If you're going to beat the Bulls, you're going to have to make tough shots. It's how they can survive after losing an MVP-caliber player like Derrick Rose.
Even Rose at 80 percent makes this team dangerous in the playoffs.
The Bulls just smoked the Knicks without him, playing counterpunch basketball by getting stops on defense and turning them into points the other way.
Joakim Noah is peeking as a two-way center, Carlos Boozer is rebounding and Luol Deng is scoring. You can argue that they make up one of the toughest frontcourts in the NBA.
With Rose in the lineup, he puts Chicago in the elite class of the league. Without him, the Bulls are still pretty damn good.
With Tim Duncan, Tony Parker and Manu Ginobili, the Spurs were thinking playoffs on opening night. For them, the season starts on game No. 83.
Tim Duncan is playing his best ball in years, and Parker is scoring at a higher rate than usual. A team that's often referred to as old seems to have more life in it than originally expected.

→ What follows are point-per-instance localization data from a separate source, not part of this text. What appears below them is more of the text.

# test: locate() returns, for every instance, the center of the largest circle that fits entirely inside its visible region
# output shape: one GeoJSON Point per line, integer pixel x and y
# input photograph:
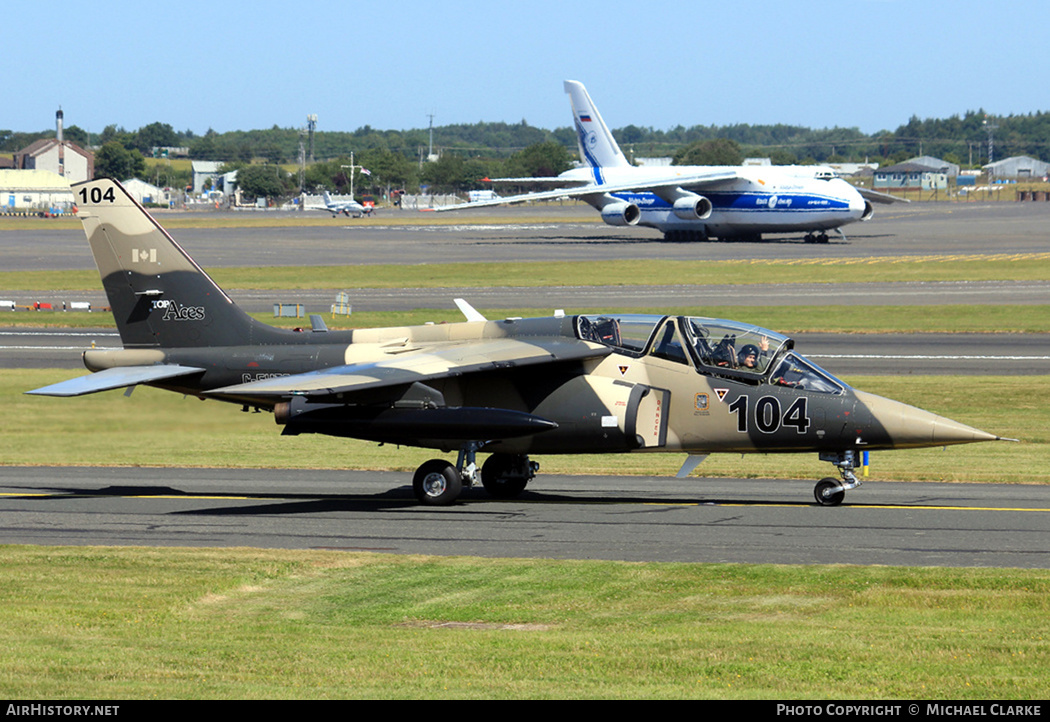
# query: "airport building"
{"type": "Point", "coordinates": [34, 190]}
{"type": "Point", "coordinates": [910, 174]}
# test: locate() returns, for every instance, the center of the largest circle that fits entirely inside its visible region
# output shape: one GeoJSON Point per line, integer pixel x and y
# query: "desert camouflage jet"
{"type": "Point", "coordinates": [594, 383]}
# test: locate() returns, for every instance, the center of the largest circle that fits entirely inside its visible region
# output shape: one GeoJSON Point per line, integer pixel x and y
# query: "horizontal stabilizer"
{"type": "Point", "coordinates": [114, 378]}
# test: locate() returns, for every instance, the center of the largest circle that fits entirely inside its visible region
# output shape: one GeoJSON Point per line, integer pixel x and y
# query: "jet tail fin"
{"type": "Point", "coordinates": [159, 295]}
{"type": "Point", "coordinates": [597, 147]}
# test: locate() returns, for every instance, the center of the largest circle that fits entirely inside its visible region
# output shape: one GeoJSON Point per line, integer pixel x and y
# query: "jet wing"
{"type": "Point", "coordinates": [420, 365]}
{"type": "Point", "coordinates": [695, 183]}
{"type": "Point", "coordinates": [114, 378]}
{"type": "Point", "coordinates": [876, 196]}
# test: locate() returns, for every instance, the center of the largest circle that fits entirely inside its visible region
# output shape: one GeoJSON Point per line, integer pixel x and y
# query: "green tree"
{"type": "Point", "coordinates": [113, 161]}
{"type": "Point", "coordinates": [541, 160]}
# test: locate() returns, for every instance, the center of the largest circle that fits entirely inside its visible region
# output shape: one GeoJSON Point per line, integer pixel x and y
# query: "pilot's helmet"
{"type": "Point", "coordinates": [750, 349]}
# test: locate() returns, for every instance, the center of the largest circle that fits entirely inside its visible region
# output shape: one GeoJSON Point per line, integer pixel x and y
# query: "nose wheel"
{"type": "Point", "coordinates": [831, 491]}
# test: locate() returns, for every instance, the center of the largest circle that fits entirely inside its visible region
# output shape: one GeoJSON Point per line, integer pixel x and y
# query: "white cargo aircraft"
{"type": "Point", "coordinates": [696, 203]}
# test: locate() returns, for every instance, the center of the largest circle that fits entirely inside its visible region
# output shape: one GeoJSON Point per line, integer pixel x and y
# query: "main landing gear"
{"type": "Point", "coordinates": [504, 475]}
{"type": "Point", "coordinates": [831, 491]}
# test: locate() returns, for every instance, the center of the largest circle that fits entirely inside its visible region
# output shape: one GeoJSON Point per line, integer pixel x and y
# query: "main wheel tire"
{"type": "Point", "coordinates": [437, 483]}
{"type": "Point", "coordinates": [823, 494]}
{"type": "Point", "coordinates": [499, 478]}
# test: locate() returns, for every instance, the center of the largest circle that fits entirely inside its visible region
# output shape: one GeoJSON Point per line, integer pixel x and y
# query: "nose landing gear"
{"type": "Point", "coordinates": [504, 475]}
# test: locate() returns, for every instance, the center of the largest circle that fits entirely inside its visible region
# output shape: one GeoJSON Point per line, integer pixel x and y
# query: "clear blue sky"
{"type": "Point", "coordinates": [869, 64]}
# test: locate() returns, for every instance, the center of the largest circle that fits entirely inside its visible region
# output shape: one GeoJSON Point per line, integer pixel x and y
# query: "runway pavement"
{"type": "Point", "coordinates": [590, 517]}
{"type": "Point", "coordinates": [559, 233]}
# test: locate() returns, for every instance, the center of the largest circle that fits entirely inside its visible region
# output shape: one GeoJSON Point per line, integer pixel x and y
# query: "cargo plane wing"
{"type": "Point", "coordinates": [696, 203]}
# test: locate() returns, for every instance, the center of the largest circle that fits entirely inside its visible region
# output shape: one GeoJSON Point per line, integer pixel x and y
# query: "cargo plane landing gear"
{"type": "Point", "coordinates": [831, 491]}
{"type": "Point", "coordinates": [438, 483]}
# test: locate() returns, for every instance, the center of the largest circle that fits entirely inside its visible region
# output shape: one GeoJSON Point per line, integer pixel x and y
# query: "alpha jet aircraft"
{"type": "Point", "coordinates": [593, 383]}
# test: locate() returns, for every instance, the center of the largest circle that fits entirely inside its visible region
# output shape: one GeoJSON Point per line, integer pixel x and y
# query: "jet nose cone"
{"type": "Point", "coordinates": [906, 426]}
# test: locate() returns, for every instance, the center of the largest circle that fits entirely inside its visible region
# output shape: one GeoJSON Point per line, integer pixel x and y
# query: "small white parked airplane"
{"type": "Point", "coordinates": [696, 203]}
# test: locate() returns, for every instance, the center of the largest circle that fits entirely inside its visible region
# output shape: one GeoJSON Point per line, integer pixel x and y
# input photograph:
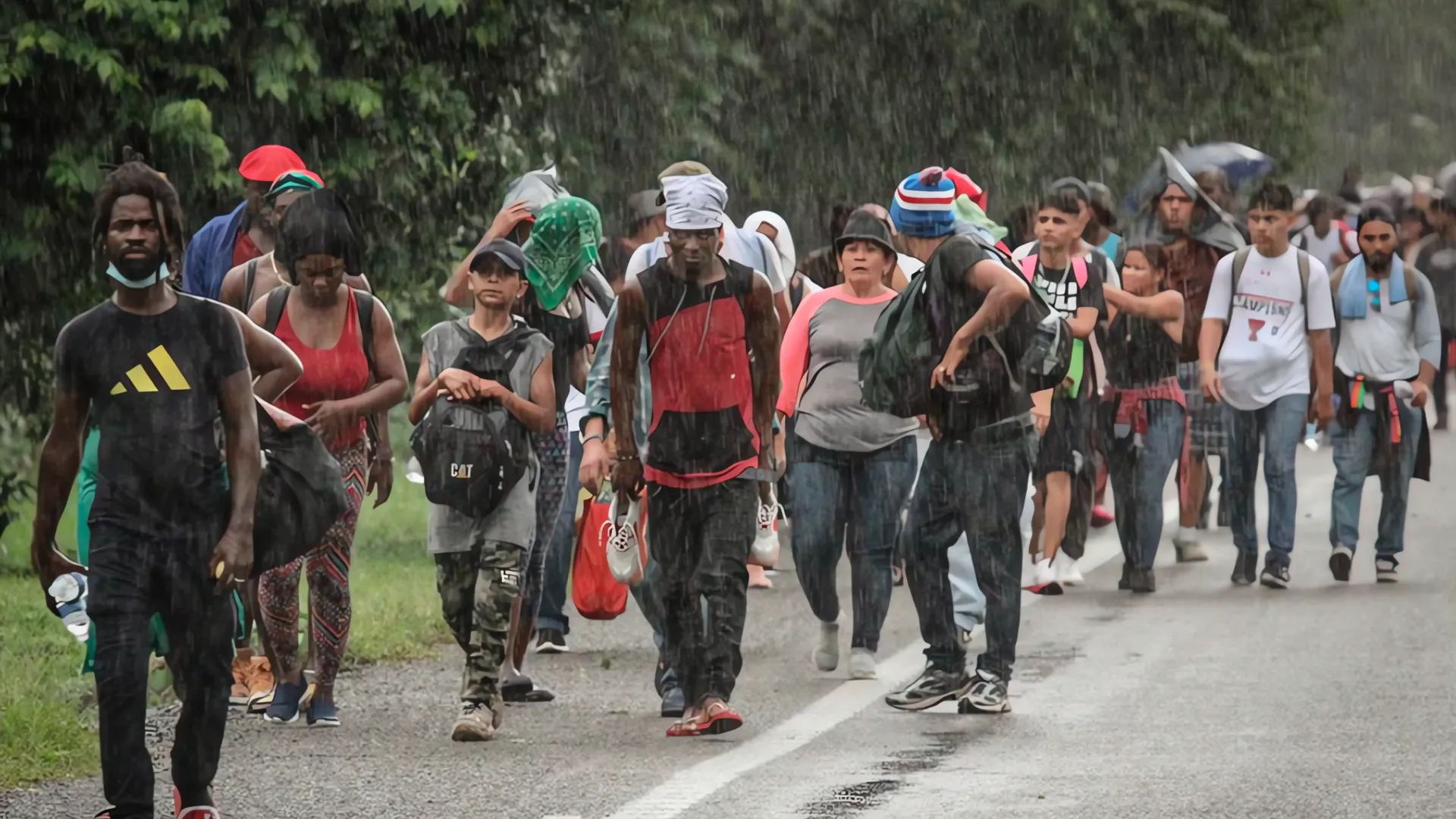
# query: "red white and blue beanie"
{"type": "Point", "coordinates": [924, 205]}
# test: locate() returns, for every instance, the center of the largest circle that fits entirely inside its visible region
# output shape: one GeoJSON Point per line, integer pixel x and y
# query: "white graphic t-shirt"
{"type": "Point", "coordinates": [1266, 354]}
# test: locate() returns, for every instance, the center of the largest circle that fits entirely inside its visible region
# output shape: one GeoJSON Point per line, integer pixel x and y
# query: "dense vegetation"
{"type": "Point", "coordinates": [419, 110]}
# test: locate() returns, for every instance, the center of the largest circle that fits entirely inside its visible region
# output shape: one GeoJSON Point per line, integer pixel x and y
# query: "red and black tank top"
{"type": "Point", "coordinates": [702, 428]}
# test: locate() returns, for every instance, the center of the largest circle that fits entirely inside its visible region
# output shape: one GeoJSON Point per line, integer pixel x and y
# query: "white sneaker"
{"type": "Point", "coordinates": [1028, 570]}
{"type": "Point", "coordinates": [766, 542]}
{"type": "Point", "coordinates": [1187, 545]}
{"type": "Point", "coordinates": [1065, 570]}
{"type": "Point", "coordinates": [619, 532]}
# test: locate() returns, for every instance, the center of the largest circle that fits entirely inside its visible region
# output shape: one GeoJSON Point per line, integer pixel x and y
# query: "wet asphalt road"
{"type": "Point", "coordinates": [1201, 700]}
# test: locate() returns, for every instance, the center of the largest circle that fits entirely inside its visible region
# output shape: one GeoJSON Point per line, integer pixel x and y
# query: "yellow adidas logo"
{"type": "Point", "coordinates": [142, 382]}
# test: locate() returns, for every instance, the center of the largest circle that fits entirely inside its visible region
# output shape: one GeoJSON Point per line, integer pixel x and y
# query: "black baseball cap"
{"type": "Point", "coordinates": [504, 249]}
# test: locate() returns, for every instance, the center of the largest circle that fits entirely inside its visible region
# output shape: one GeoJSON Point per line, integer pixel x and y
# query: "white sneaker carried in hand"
{"type": "Point", "coordinates": [766, 544]}
{"type": "Point", "coordinates": [619, 534]}
{"type": "Point", "coordinates": [1065, 570]}
{"type": "Point", "coordinates": [1028, 570]}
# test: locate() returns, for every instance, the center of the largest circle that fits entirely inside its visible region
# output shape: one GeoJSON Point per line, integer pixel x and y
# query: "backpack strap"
{"type": "Point", "coordinates": [1304, 284]}
{"type": "Point", "coordinates": [277, 300]}
{"type": "Point", "coordinates": [1028, 267]}
{"type": "Point", "coordinates": [364, 303]}
{"type": "Point", "coordinates": [249, 279]}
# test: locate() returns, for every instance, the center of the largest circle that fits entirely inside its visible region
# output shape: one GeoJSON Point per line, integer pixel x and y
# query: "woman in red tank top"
{"type": "Point", "coordinates": [319, 322]}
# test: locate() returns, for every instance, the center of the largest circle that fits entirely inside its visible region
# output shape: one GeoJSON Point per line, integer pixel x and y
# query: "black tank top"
{"type": "Point", "coordinates": [1139, 353]}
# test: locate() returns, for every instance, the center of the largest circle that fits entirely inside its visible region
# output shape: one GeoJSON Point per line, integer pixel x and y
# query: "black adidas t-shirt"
{"type": "Point", "coordinates": [153, 390]}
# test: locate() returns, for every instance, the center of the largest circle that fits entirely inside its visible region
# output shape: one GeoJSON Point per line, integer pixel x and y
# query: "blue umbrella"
{"type": "Point", "coordinates": [1239, 162]}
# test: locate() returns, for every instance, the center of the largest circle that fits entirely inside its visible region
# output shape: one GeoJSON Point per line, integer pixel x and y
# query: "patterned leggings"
{"type": "Point", "coordinates": [328, 583]}
{"type": "Point", "coordinates": [551, 452]}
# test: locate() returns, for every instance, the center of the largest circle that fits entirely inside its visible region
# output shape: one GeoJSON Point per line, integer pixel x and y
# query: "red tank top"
{"type": "Point", "coordinates": [328, 375]}
{"type": "Point", "coordinates": [702, 428]}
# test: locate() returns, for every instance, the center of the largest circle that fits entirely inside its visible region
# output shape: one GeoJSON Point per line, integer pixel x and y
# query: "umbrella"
{"type": "Point", "coordinates": [1239, 162]}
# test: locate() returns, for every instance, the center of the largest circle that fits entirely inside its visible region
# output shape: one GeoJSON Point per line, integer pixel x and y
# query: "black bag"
{"type": "Point", "coordinates": [300, 493]}
{"type": "Point", "coordinates": [472, 453]}
{"type": "Point", "coordinates": [1031, 353]}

The Spurs surround their core with effective role players like as Danny Green, Kawhi Leonard, Boris Diaw, Tiago Splitter, Stephen Jackson and Gary Neal.
As long as Gregg Popovich is pushing the buttons and his nucleus is intact, the Spurs will remain a threat to win an NBA title.
The New York Knicks are built to win now. Do you know how long I've been waiting to say that?
Carmelo Anthony has given New York a superstar capable of putting the team on his back. They have the offensive firepower to lift them through a series and the defensive weapons to take away teams' strengths.
And for the first time, the Knicks have people in the locker room who've actually been there and done it (Marcus Camby, Jason Kidd, Kurt Thomas, Rasheed Wallace, Tyson Chandler).
The Knicks aren't a favorite, but this roster was constructed to play a lot more than just 82 games.
I know what you're thinking: The Los Angeles Lakers may not even reach the playoffs. But that doesn't mean they aren't built for the postseason in case they do happen to break into the top eight in the West.
Any team with Kobe Bryant is built for the playoffs. Steve Nash doesn't hurt either. The Lakers could throw a starting five out there that could win any talent show on Earth.
With everyone writing them off, the Lakers would be playing with house money if they do indeed make the playoffs. They'd be a bottom seed in an underdog role, and that could actually work to their advantage.
You can be sure that the Grizzlies or Spurs have no interest in facing the Lakers in the first round.
The Memphis Grizzlies' discipline and toughness will make them a really tough out in the playoffs.
Marc Gasol, Zach Randolph and Tony Allen might be nice guys off the court, but you wouldn't know that from watching them play. They're active, aggressive and have that "bully" mentality that separates soft from hardcore.
In terms of team balance, all they're missing is a couple of shooters. But otherwise, they have a go-to player in Rudy Gay, a secondary scorer in Randolph and one of the best team defenses in the NBA.
It may not have the stones to beat the Thunder, but Memphis should make any team sweat through a seven-game series.